Internally, the ssh-brute script works by establishing an SSH connection to the target port. It then attempts to authenticate using the provided username and password pairs. If authentication is successful, it reports the working credentials. The script can be configured with lists of usernames and passwords to try, or you can specify single username/password combinations. For more complex scenarios, you can also use --script-args userdb=/path/to/users.txt,passdb=/path/to/passwords.txt to feed it extensive lists.
The ssh-auth-methods script is useful because it probes the SSH server to see which authentication mechanisms it supports (like public key, password, keyboard-interactive). This can give you clues about what might work even before brute-forcing. It also identifies the types of public keys accepted, which is useful for other SSH-related security checks.
You can control the speed and intensity of the brute-force attempt using Nmap’s timing options (-T0 to -T5). Be cautious with higher timing levels on production networks, as they can generate significant traffic and potentially trigger intrusion detection systems. A good starting point for a less aggressive scan is -T3 or -T4.

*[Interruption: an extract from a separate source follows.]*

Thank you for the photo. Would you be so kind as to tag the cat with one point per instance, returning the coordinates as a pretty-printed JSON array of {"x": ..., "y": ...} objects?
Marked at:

When using ssh-brute, it’s not just about the default credentials that ship with a device. It’s also about weak passwords that administrators might have set but are still easily guessable. The script can be adapted to test against lists of common weak passwords for specific services. For SSH, you can provide lists like rockyou.txt (a famous password list, though use with caution and respect privacy) or more curated lists of common default credentials for specific vendors.
The real power comes from combining ssh-brute with other Nmap scripts. For instance, if you find an open SMB port (445), you could run smb-brute with similar arguments to test for default Windows/Samba credentials. The general principle applies across many services: identify open ports, run relevant NSE scripts to test for common vulnerabilities or weak authentication.
The most surprising thing about default credential scanning is how often it still works, even in environments that are otherwise considered secure. Many organizations focus on patching known CVEs but overlook the fundamental security hygiene of changing default passwords on devices that aren’t directly exposed to the internet but are accessible within the internal network. This internal attack surface is often much larger and more vulnerable.
The ssh-brute script, by default, will try to be somewhat polite and not hammer the server too hard. However, if you want to accelerate it, you can use --script-args ssh-brute.threads=10 (or a higher number) to increase the number of simultaneous login attempts. This is where you start to get into the territory where you might be noticed by security monitoring.
The next thing you’ll likely run into after finding systems with default credentials is the challenge of managing those credentials. It’s one thing to find them, another to systematically remediate them across potentially hundreds or thousands of devices.